Two derivatives make up the Ultra range – the Ultra 814 and the longer, extended wheelbase Ultra 1014, the latter engineered to carry a six-ton payload and introduced to South Africa specifically for customers who need to move high volumes of cargo without having to resort to an aftermarket modification.
Each of the vehicles is built on a straight frame chassis which has been designed to balance the weight of load and truck. Milled from high-strength, micro alloy which has been multi-layered for corrosion resistance, the chassis has proved in customer and other tests both here and in India to be tough and durable, adept at withstanding bad roads and varying load conditions.
Suspension on each of the derivatives consists of low friction, parabolic leaf springs with a Henkel coating for better corrosion protection and reliability; supplemented by heavy-duty shock absorbers which have been tuned for a firm but compliant ride.
An anti-roll bar is incorporated at the front axle, while use of rubber bushes across the underpinnings has eliminated the need for repeated greasing, thus reducing maintenance costs.
A banjo-type rear axle incorporates lube for life prop shaft joints with long-lasting, serrated flange shafts, again reducing maintenance costs while allowing for higher load-carrying capacities, while the sturdy front axle boasts a higher load rating than those of most rivals – making Ultra derivatives suitable for adaptation as Reefers.
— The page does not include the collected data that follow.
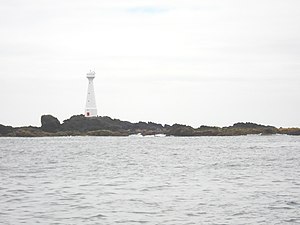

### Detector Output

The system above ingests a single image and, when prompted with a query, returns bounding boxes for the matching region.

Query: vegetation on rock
[0,115,299,137]
[278,127,300,135]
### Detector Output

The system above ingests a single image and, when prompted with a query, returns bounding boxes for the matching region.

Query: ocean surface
[0,135,299,224]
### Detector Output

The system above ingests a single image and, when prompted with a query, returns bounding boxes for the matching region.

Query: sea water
[0,135,299,224]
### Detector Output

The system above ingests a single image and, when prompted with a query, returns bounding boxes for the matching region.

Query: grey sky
[0,0,299,127]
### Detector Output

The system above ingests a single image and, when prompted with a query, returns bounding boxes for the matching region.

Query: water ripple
[0,135,299,224]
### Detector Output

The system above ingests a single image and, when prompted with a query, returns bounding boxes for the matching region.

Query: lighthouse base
[85,108,97,117]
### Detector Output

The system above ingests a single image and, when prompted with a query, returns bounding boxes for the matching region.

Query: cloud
[0,0,300,127]
[127,6,169,14]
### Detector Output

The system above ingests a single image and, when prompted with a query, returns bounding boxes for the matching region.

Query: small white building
[85,70,97,117]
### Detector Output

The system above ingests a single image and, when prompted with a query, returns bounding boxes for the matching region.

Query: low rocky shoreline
[0,115,299,137]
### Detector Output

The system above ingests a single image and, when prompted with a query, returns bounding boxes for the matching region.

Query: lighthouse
[85,70,97,117]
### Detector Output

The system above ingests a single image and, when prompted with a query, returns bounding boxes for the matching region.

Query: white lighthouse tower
[85,70,97,117]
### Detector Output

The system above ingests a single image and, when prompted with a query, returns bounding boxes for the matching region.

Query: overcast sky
[0,0,299,128]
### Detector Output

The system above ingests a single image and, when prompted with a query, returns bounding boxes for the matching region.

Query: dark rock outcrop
[1,115,299,137]
[60,115,166,135]
[0,124,13,136]
[166,124,195,136]
[41,115,61,132]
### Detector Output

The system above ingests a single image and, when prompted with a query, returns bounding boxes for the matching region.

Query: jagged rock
[41,115,61,132]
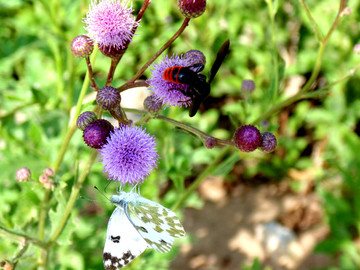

Each of the vehicles is powered by Tata’s 3,0-litre common rail diesel engine producing 104 kW and 390 Nm.
The engine is coupled to Tata’s G550-OD transmission, a six-speed, manual-shift gearbox, which provides fast, easy and smooth cog-swapping aided by pneumatic power assistance to reduce clutch pedal effort for the driver.
The Ultra is available in two configurations to suit various business needs. The Ultra 814 offers a body length of 5 to 5,5 metres, while the Ultra 1014 – its wheelbase stretched by 610 mm to 4 530 mm – offers a body length of 6,0 metres.